Symptômes neuropsychiatriques
Puis les symptômes psychiatriques apparaissent au premier plan. Ils font partie du tableau d’encéphalite limbique . L’encéphalite limbique correspond à la triade : troubles du comportement d’installation rapide (moins de 3 mois), amnésie et épilepsie temporale.
En ce qui concerne plus spécifiquement l’encéphalite à Ac anti-R NMDA, 80 à 90 % des patients débutent la maladie par des symptômes psychiatriques. 75% des patients sont vus initialement par un psychiatre et 60% sont d’abord hospitalisés en service de psychiatrie .

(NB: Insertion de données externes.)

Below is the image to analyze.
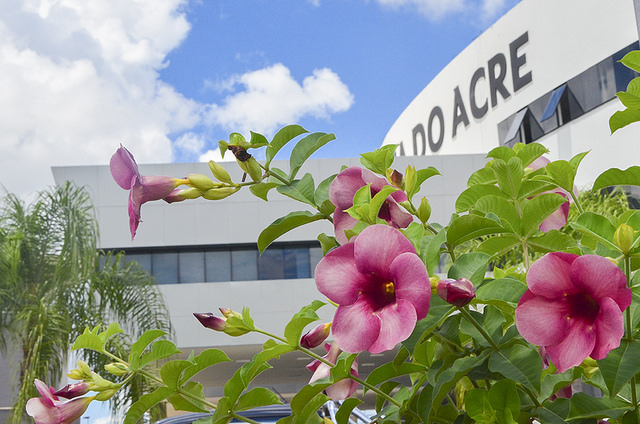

Les symptômes psychiatriques sont non spécifiques et multiples : Trouble du comportement (80% des cas) et en particulier, l’agitation, l’agressivité ; Troubles du langage (50% des cas) comme le mutisme, un discours laconique, une écholalie, une logorrhée ;
Des idées délirantes (20% des cas) de type persécution ou mégalomanie, des hallucinations (31% des cas) visuelles ou auditives.
Une catatonie (32% des cas) peut également s’installer . L’anxiété, la labilité émotionnelle et moins fréquemment, des symptômes maniaques et des symptômes obsessionnels.
Ces symptômes peuvent être des conséquences des troubles cognitifs ou entrer dans un syndrome dysexécutif comportemental de type frontal.
Complications neurologiques
Puis, pour près de 70% des patients, s’installent des troubles de la vigilance et des troubles dysautonomiques comme une instabilité neurovégétative et une hypoventilation.
On peut retrouver comme symptômes des troubles du rythme (bradycardie et tachycardie), une hypertension ou hypotension artérielle, une dérégulation thermique, et aussi une hypersialorrhée, une incontinence urinaire et des dysfonctions érectiles. Certains patients peuvent présenter des dérégulations brutales du système sympathique associant une tachy-bradycardie, et des mouvements anormaux comme des crises oculogyres, sans éléments épileptiques .
Si ces symptômes persistent avec signes de gravité, ils peuvent amener au décès, via une hypoventilation centrale, ce qui justifie une prise en charge en unité de réanimation .
Symptômes neurologiques
Des crises d’épilepsie peuvent apparaitre et sont souvent le premier indice d’une cause non psychiatrique aux troubles du patient. Elles peuvent être partielles, en particulier chez les hommes, et être peu visibles, ou secondairement généralisées ou généralisées d’emblée, en particulier chez les femmes. Elles sont souvent résistantes aux traitements antiépileptiques.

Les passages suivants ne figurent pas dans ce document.